(370f) Reactor Modeling and Recipe Optimization of Polyether Polyol Processes: Polyoxyalkylene Block
This paper addresses reactor modeling and recipe optimization of semi-batch polyether polyol processes, extending our previous results on homopolymerization to polyoxyalkylene copolymers. We first develop a rigorous first-principles reactor model based on the population balance, heat balance, reaction kinetics, and vapor-liquid equilibria (VLE) etc. For VLE, we use the Flory-Huggins theory and Antoine equation to calculate reactor pressure predictions. The resulting model is a large set of stiff differential algebraic equation (DAE) system. A reformulation procedure based on nullspace projection methods is applied to separate the fast dynamic modes from the differential equations and model their quasi-steady states in the algebraic form. The reformulated model has lower stiffness and fewer differential equations but still remains large scale. Therefore, we develop an aggregated model by using the method of moments. The moment model is able to track average polymer qualities and its size is independent of the polyol chain length.
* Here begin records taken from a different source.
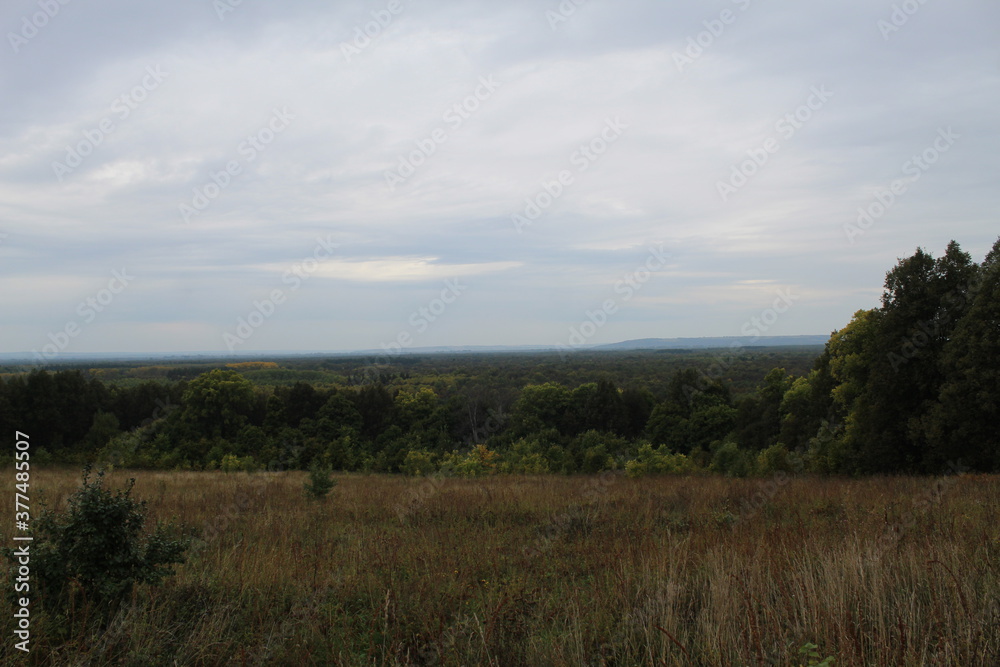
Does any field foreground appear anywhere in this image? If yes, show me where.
[0,470,1000,666]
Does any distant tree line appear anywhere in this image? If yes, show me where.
[0,240,1000,476]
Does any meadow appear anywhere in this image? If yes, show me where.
[0,469,1000,666]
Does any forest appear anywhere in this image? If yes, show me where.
[0,240,1000,477]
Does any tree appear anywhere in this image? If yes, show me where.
[736,368,793,450]
[831,241,977,473]
[179,369,255,439]
[921,239,1000,472]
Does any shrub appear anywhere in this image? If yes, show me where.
[3,466,190,618]
[304,463,337,500]
[625,442,695,477]
[219,454,257,472]
[400,449,437,476]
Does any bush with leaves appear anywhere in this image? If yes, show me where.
[3,466,190,617]
[304,463,337,500]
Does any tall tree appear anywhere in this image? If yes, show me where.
[921,238,1000,472]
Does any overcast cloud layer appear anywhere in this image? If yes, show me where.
[0,0,1000,354]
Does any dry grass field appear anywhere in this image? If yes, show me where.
[0,470,1000,666]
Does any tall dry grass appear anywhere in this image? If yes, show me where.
[0,470,1000,666]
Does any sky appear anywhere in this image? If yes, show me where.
[0,0,1000,360]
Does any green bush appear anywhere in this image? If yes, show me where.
[3,466,190,618]
[304,463,337,500]
[399,449,437,476]
[625,442,696,477]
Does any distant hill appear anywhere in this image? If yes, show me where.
[0,336,829,364]
[590,336,830,350]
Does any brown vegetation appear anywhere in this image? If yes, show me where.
[0,470,1000,666]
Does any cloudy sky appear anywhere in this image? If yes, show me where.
[0,0,1000,356]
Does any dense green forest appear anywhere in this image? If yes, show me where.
[0,240,1000,476]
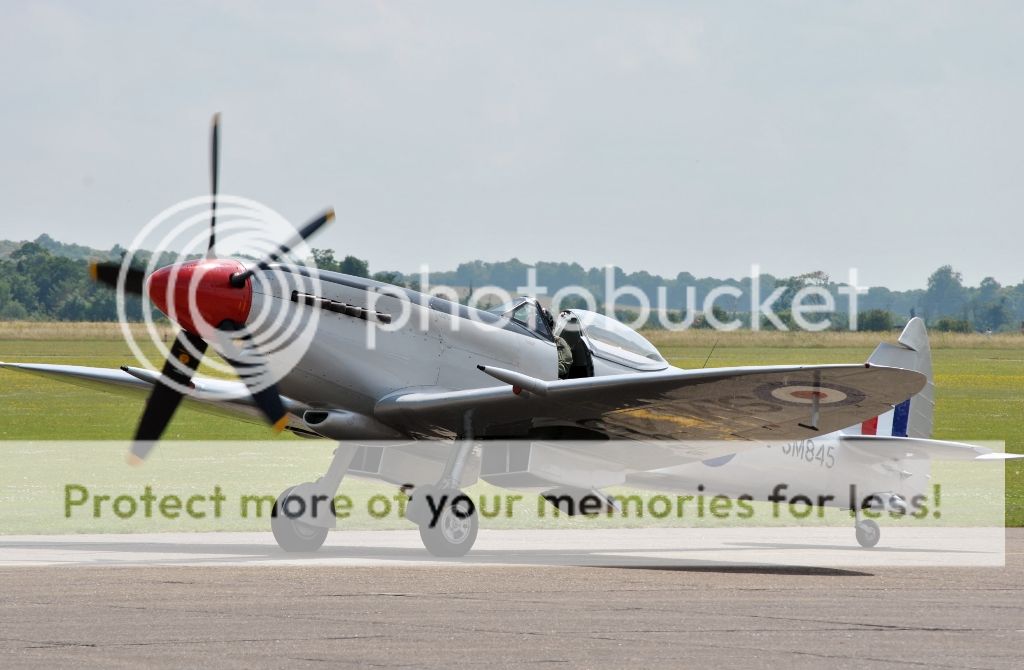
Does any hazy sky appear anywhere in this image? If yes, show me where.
[0,0,1024,288]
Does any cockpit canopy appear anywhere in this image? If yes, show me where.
[487,297,554,340]
[555,309,669,371]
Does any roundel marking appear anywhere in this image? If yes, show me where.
[756,381,864,406]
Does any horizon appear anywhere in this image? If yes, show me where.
[0,1,1024,290]
[0,233,1007,293]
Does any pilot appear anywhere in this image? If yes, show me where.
[542,309,572,379]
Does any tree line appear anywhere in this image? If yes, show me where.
[0,235,1024,332]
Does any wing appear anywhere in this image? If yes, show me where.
[0,363,308,428]
[374,364,926,441]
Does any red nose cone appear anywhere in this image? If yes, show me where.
[146,258,253,335]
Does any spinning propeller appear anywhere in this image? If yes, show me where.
[89,114,334,464]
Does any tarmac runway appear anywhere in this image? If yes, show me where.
[0,529,1024,668]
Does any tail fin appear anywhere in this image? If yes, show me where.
[856,318,935,437]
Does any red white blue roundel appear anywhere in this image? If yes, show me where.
[755,381,864,407]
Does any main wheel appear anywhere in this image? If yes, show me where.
[854,518,882,549]
[270,487,328,551]
[420,491,480,558]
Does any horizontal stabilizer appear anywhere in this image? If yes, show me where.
[840,435,1024,461]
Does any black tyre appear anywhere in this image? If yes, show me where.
[420,491,480,558]
[270,487,328,552]
[855,518,882,549]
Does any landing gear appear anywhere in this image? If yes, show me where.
[406,411,480,558]
[270,445,356,551]
[854,514,882,549]
[270,485,329,551]
[419,490,480,558]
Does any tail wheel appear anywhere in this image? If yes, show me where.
[270,487,328,552]
[420,491,480,558]
[855,518,882,549]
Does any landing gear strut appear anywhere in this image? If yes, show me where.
[406,413,480,558]
[270,445,356,551]
[853,510,882,549]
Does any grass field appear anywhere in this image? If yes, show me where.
[0,324,1024,533]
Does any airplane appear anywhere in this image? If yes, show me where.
[0,116,999,557]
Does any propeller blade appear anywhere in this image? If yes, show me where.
[129,331,207,464]
[231,209,334,288]
[212,322,288,432]
[206,112,220,258]
[89,262,145,295]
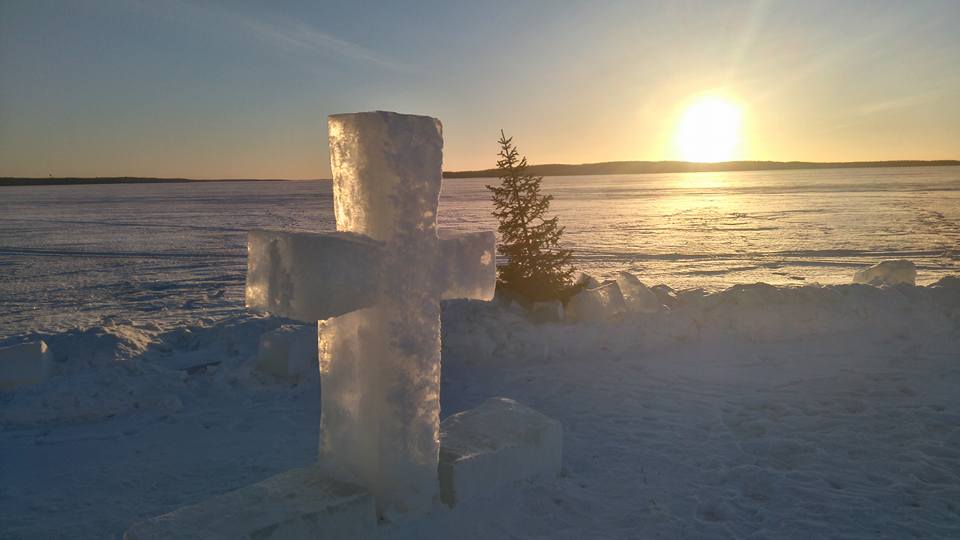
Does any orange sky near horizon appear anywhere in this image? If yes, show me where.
[0,0,960,179]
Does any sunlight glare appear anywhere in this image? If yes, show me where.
[677,96,741,162]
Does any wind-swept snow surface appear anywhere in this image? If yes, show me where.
[0,278,960,539]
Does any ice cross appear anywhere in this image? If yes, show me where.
[247,111,496,515]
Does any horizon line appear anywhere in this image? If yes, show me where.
[0,159,960,186]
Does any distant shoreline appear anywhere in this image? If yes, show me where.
[0,176,330,187]
[0,159,960,187]
[443,159,960,178]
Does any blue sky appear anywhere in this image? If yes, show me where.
[0,0,960,178]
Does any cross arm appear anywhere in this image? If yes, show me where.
[246,230,383,322]
[246,230,497,322]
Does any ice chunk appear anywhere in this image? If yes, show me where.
[257,325,318,379]
[617,272,663,313]
[328,111,443,242]
[440,231,497,300]
[573,272,600,289]
[650,283,677,309]
[440,398,563,506]
[246,231,383,322]
[0,340,53,390]
[123,467,377,540]
[320,112,446,518]
[853,259,917,285]
[528,300,563,323]
[567,282,626,321]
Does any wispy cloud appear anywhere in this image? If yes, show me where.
[238,18,410,71]
[857,91,941,115]
[128,0,413,72]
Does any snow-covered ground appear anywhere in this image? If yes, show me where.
[0,277,960,539]
[0,167,960,341]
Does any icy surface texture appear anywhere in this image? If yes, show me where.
[440,231,497,300]
[853,259,917,285]
[567,282,626,321]
[617,272,663,313]
[527,300,563,323]
[440,398,563,506]
[257,325,317,379]
[247,230,497,322]
[123,467,377,540]
[0,340,52,390]
[329,111,443,243]
[246,231,383,322]
[320,304,440,515]
[319,112,496,517]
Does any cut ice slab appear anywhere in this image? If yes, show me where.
[0,341,52,390]
[123,467,377,540]
[853,259,917,285]
[439,398,563,506]
[257,324,317,379]
[246,230,496,322]
[617,272,663,313]
[567,282,627,321]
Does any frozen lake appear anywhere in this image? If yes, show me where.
[0,167,960,339]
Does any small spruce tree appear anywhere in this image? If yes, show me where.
[487,130,573,301]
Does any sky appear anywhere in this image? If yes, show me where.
[0,0,960,179]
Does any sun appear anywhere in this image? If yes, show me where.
[677,96,741,162]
Based on the developed models, a recipe optimization problem is formulated to design the reactor operating policy to minimize polymerization time and incorporate additional process constraints in accordance with final product properties and process safety requirements. The decision variables are the reactor temperature and monomer feed rates over time. The obtained dynamic optimization problem is translated to a nonlinear program by using the simultaneous collocation method, and further solved by the interior point method.
In the case study example of a PO-EO block diol, both the population balance and moment models show satisfactory matches between their reactor pressure predictions and the historical plant data. The recipe optimization results with both models suggest process improvement that 40% polymerization time reductions may be possible. It should be noted that the base case recipe and set of process constraints are chosen to illustrate the use of dynamic optimization and do not necessarily reflect the true capability or restrictions of the plant. The actual potential reaction time saving may vary, but it is still significant. Moreover, the moment model shows superiority over the population balance model in terms of computational efficiency.